Monday, Jun. 15, 1987
On The Road with the Carters
By Guy D. Garcia
Their day began with a 6 a.m. jog, followed by breakfast, interviews with the press and a book-signing appearance. By afternoon they were on Manhattan's Lower East Side to announce a major housing initiative for the poor and visit an apartment house they helped rehabilitate two summers ago. Such a hectic schedule might tax a brace of yuppies but not Jimmy and Rosalynn Carter. Looking refreshed and relaxed last week as they sat together in their New York City hotel suite, Jimmy, 62, and Rosalynn, 59, are clearly exhilarated by all the fanfare for their new book, Everything to Gain: Making the Most of the Rest of Your Life (Random House; $16.95). The day before, they had signed 1,000 copies at a Washington bookstore and had to stop for lack of time. The former President was elated. "You never know about Washington," he observed. "We didn't know if anybody would show up."

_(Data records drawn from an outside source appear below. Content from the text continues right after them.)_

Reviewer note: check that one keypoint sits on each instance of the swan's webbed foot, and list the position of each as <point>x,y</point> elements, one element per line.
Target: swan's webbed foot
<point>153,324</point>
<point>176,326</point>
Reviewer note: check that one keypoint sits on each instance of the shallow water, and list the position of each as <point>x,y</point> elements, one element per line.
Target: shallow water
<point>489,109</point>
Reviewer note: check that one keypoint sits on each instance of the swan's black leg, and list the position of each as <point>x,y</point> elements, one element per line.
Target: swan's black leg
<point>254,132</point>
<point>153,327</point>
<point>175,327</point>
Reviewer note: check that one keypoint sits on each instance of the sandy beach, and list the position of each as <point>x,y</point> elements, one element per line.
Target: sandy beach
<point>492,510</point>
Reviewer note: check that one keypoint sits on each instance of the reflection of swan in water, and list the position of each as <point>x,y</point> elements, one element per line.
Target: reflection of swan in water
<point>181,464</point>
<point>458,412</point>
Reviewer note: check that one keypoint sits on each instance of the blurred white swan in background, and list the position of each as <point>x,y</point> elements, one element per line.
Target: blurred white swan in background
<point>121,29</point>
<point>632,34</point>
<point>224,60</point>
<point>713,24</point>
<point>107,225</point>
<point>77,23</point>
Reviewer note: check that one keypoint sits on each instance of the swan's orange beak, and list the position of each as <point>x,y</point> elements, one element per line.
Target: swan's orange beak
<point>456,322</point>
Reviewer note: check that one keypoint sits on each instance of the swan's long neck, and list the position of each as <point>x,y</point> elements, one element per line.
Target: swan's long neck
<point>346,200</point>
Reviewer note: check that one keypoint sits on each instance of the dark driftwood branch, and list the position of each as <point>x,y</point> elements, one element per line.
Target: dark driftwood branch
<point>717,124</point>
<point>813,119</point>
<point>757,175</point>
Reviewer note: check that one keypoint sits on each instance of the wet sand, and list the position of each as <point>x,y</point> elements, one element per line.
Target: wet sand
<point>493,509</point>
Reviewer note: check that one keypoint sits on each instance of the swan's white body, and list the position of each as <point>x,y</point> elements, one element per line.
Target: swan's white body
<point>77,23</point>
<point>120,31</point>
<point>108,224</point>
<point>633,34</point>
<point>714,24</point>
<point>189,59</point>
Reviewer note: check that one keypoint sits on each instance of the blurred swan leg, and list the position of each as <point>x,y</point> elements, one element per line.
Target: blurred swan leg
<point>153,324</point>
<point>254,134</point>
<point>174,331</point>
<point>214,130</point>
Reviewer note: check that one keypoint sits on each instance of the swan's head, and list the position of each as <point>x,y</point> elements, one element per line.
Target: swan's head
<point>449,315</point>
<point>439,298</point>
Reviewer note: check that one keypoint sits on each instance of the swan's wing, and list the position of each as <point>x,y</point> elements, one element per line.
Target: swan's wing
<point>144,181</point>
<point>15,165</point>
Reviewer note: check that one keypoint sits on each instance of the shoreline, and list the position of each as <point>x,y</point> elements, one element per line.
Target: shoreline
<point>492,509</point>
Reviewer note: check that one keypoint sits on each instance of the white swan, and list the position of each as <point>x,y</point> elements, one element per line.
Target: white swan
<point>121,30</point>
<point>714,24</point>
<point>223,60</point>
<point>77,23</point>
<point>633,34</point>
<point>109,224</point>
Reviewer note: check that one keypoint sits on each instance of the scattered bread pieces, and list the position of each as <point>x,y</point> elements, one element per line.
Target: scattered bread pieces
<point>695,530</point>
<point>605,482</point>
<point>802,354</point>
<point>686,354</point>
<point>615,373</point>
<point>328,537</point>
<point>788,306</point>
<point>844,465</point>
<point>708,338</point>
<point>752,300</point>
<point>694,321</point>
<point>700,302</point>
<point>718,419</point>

Part memoir, part self-help manual, Everything to Gain combines some rather obvious advice on how to stay healthy (do not smoke, fasten seat belts, exercise regularly) with strikingly candid personal reflections. After the 1980 presidential defeat, Rosalynn reveals, she was reluctant to give up the dream that her husband might again run for President and win. Daughter Amy, then 12, announced that she did not want to live in Plains, Ga. "You may be from the country," she said. "But I'm not." (She went to boarding school instead.) On a lighter note, the Carters write that one of the "positive things about losing the election" was that they were able to let Ronald Reagan "inherit Menachem Begin and Sam Donaldson."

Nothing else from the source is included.